As he reentered his bedroom he became aware that it was filled with the smell of charred paper. He went quickly to the window and opened it. A blast of freezing wind swept over his naked limbs. He was gathering the dressing gown more closely about him when there was a knock on the door. Paralyzed with fear he stared at the door handle, heard another knock, called, watched the handle turn. It was the man from Reception.

“Mr. Avery?”

“Yes?”

“I’m sorry. We need your passport. For the police.”

“Police?”

“It’s the customary procedure.”

Avery had backed against the basin. The curtains were flapping wildly beside the open window.

“May I close the window?” the man asked.

“I wasn’t well. I wanted some fresh air.”

He found his passport and handed it over. As he did so, he saw the man’s gaze fixed upon the basin, on the brown mark and the small flakes which still clung to the sides.

He wished as never before that he was back in England.

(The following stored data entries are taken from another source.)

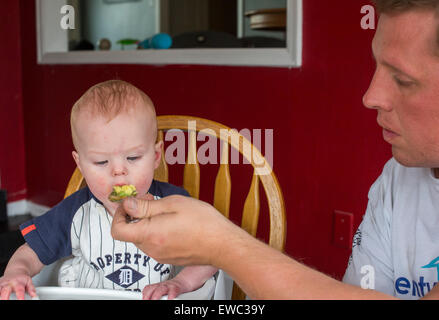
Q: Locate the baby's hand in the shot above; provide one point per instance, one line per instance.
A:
(173, 288)
(18, 283)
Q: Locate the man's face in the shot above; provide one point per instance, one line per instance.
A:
(405, 87)
(122, 151)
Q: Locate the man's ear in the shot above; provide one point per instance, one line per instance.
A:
(158, 153)
(76, 158)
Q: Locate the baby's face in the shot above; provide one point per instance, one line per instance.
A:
(119, 152)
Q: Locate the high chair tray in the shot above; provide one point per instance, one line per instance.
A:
(63, 293)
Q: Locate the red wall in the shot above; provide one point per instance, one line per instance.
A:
(12, 159)
(328, 149)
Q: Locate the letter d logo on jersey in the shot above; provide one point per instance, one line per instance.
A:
(125, 276)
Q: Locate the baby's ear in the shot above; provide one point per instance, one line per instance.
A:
(76, 158)
(158, 153)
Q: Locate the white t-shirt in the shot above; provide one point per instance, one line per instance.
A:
(396, 247)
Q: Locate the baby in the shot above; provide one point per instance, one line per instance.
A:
(114, 131)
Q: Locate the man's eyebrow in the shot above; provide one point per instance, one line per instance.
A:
(392, 67)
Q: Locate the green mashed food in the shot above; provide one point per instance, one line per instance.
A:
(121, 192)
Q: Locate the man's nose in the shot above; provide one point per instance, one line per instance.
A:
(377, 96)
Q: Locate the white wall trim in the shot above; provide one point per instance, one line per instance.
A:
(21, 207)
(50, 42)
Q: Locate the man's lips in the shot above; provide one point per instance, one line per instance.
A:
(389, 135)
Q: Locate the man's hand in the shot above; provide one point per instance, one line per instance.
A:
(19, 283)
(176, 229)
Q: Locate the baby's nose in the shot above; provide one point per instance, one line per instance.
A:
(119, 171)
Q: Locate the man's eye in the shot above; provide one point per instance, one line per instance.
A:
(403, 83)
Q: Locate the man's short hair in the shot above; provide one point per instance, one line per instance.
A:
(395, 6)
(390, 7)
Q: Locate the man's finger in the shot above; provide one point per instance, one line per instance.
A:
(145, 208)
(5, 292)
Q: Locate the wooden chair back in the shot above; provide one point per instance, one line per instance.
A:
(262, 172)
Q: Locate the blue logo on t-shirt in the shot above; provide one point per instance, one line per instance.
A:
(433, 264)
(417, 288)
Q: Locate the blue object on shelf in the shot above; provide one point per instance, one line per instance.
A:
(158, 41)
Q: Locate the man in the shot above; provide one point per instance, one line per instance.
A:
(395, 248)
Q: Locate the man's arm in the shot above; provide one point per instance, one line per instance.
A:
(265, 273)
(184, 231)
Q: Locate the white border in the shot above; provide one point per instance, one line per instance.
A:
(21, 207)
(48, 40)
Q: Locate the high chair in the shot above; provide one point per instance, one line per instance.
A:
(262, 172)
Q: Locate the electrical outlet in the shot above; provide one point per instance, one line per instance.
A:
(343, 229)
(3, 207)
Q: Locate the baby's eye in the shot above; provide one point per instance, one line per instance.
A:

The row of villas which lines Western Avenue is like a row of pink graves in a field of gray; an architectural image of middle age. Their uniformity is the discipline of growing old, of dying without violence and living without success. They are houses which have got the better of their occupants; whom they change at will, and do not change themselves. Furniture vans glide respectfully among them like hearses, discreetly removing the dead and introducing the living. Now and then some tenant will raise his hand, expending pots of paint on the woodwork or labor on the garden, but his efforts no more alter the house than flowers a hospital ward, and the grass will grow its own way, like grass on a grave.